Another solution (that I know nobody's going to go for): stop using GitHub. Back in the "olden times", we just had CVS, mailing lists and patches. You had to perform some effort in order to get to the point of getting the change done and merged, and it was not necessarily obvious afterward that you had contributed. This would probably stop 99% of people who are hoping for a quick change to boost their profile.

I will never forget being in a code review for a upcoming release, there was a method that was... different. Like massively different with no good reason why it was changed as much as it was for such a small addition.

We asked the person why they made the change, and "silence". They had no reason. It became painfully clear that all they did was copy and paste the method into an LLM and say "add this thing" and it spit out a completely redone method.

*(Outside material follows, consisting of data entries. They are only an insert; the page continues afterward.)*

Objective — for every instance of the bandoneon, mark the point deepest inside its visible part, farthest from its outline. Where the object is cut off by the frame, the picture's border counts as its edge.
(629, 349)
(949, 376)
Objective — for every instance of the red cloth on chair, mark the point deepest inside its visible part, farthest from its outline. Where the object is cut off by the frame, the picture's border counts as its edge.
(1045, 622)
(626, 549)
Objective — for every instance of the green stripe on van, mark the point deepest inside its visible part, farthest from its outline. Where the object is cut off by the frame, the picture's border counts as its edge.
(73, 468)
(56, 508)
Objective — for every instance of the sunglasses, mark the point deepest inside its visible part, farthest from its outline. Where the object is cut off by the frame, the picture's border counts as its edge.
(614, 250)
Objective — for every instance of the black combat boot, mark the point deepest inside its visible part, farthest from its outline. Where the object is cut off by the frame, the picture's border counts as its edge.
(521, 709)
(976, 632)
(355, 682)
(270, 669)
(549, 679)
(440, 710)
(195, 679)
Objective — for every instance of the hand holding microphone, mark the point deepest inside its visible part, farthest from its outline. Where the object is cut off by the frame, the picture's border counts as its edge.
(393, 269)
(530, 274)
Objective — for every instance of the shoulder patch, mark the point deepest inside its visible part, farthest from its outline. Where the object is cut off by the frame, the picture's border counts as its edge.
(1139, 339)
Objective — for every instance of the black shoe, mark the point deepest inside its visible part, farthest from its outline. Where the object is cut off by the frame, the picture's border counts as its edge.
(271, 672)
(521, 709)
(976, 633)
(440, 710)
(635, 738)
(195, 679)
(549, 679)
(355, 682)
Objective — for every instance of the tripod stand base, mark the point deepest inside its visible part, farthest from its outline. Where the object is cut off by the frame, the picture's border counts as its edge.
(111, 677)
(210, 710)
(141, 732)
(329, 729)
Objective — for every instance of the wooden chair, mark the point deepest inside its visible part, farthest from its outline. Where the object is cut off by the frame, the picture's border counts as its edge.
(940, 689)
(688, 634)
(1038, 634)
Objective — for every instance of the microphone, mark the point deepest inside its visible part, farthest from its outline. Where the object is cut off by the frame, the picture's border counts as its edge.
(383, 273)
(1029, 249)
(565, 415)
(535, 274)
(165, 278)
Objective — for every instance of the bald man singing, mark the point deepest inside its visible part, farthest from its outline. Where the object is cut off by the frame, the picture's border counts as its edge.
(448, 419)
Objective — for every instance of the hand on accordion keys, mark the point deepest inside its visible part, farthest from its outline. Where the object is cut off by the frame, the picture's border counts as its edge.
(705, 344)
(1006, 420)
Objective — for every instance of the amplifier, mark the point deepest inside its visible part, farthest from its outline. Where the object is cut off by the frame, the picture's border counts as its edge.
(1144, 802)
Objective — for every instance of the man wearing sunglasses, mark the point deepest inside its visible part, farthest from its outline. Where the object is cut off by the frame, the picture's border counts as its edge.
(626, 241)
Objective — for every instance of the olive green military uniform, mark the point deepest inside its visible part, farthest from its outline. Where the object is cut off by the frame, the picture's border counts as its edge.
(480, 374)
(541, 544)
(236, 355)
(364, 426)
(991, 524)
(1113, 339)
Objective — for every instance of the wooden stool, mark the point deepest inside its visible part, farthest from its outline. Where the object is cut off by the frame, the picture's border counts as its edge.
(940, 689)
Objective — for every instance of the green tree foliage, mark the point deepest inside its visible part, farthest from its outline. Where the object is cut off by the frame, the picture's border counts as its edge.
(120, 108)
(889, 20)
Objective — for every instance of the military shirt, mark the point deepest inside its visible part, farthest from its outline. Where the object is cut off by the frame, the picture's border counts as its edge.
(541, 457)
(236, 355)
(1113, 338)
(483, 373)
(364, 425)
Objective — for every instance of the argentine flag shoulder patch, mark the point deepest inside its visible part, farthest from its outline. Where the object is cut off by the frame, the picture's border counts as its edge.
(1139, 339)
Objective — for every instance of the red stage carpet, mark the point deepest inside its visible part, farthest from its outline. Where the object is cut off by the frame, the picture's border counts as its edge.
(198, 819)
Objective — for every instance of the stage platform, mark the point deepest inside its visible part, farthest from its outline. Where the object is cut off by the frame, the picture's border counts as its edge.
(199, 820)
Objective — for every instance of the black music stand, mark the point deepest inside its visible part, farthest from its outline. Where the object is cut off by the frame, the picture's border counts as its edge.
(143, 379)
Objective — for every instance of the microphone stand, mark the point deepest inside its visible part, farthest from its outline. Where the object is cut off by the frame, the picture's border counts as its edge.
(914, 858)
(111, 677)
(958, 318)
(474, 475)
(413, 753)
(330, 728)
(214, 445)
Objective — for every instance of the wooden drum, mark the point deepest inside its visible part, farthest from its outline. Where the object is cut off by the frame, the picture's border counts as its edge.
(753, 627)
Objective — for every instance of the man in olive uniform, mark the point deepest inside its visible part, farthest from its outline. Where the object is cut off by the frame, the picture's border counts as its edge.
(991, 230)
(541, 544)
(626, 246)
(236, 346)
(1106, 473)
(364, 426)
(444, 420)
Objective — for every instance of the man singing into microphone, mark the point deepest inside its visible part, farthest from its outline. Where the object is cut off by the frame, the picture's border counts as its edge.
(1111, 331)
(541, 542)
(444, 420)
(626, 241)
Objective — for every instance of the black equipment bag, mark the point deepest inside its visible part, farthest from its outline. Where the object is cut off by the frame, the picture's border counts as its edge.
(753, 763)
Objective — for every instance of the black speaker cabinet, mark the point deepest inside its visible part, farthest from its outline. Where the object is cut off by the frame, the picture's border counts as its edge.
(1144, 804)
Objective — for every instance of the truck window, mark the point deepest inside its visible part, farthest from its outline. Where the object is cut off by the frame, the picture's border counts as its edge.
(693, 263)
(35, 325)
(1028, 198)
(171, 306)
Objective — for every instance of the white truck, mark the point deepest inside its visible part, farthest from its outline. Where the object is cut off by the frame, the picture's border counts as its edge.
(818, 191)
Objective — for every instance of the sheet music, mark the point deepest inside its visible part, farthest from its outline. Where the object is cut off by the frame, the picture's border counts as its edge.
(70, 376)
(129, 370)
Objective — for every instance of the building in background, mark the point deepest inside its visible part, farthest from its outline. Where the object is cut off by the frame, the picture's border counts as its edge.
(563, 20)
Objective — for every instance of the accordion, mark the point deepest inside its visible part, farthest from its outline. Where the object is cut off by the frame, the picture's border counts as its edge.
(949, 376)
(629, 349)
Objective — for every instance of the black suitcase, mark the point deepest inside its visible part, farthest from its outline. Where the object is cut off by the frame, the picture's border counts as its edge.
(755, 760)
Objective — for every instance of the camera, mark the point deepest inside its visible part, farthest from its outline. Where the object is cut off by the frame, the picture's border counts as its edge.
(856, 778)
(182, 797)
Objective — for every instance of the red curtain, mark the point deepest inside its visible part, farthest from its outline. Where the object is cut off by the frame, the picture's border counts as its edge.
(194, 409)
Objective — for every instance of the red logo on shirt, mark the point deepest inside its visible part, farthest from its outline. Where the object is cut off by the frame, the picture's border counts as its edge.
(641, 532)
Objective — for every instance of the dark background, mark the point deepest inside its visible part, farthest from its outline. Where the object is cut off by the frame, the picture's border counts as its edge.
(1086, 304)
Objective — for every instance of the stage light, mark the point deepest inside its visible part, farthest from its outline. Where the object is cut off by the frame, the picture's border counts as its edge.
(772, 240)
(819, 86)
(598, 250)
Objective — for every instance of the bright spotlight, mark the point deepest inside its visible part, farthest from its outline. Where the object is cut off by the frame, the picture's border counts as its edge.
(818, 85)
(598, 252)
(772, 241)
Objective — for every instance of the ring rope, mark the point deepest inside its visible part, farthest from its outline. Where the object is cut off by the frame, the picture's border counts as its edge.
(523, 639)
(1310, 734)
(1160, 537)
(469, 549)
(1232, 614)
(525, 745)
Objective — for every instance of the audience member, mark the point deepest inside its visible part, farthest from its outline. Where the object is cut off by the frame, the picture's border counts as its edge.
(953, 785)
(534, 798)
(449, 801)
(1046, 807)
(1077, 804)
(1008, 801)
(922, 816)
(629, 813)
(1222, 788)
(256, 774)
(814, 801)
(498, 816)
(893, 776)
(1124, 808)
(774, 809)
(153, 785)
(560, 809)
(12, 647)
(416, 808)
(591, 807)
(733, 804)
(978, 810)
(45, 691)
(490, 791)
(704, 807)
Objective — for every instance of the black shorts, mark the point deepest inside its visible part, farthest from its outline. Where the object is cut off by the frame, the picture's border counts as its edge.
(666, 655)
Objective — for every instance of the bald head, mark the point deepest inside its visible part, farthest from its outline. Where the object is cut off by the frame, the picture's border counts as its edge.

So now we had a change that no one in the company actually knew just because the developer took a shortcut. (this change was rejected and reverted).

The scariest thing to me is no one actually knowing what code is running anymore with these models having a tendency to make change for the sake of making change (and likely not actually addressing the root thing but a shortcut like you mentioned)

As a side question: I work in AI, but mostly python and theory work. How can I best jump into Burn? Rust has been intriguing to me for a long time

This is a real problem that’s only going to get worse. With the major model providers basically keeping all the data themselves, I frankly don’t like this trend long term.

You should be rejecting the PR because the fix was insufficient, not because it was AI agent written. Bad code is bad code regardless of the source. I think the fixation on how the code was generated is not productive.

No, that's not how code review works. Getting inside the mind of the developer, understanding how they thought about the fix, is critical to the review process.

If an actual developer wrote this code and submitted it willingly, it would either constitute malice, an attempt to sabotage the codebase or inject a trojan, or stupidity, for failing to understand the purpose of the error message. With an LLM we mostly have stupidity. Flagging it as such reveals the source of the stupidity, as LLMs do not actually understand anything.

The problem is that code often takes as long to review as to write, and AI potentially reduces the quality bar to pull requests. So maintainers have a problem of lots of low quality PRs that take time to reject

> You should be rejecting the PR because the fix was insufficient

I mean they probly could've articulated it your way, but I think that's basically what they did... they point out the insufficient "fix" later, but the root cause of the "fix" was blind trust in AI output, so that's the part of the story they lead with.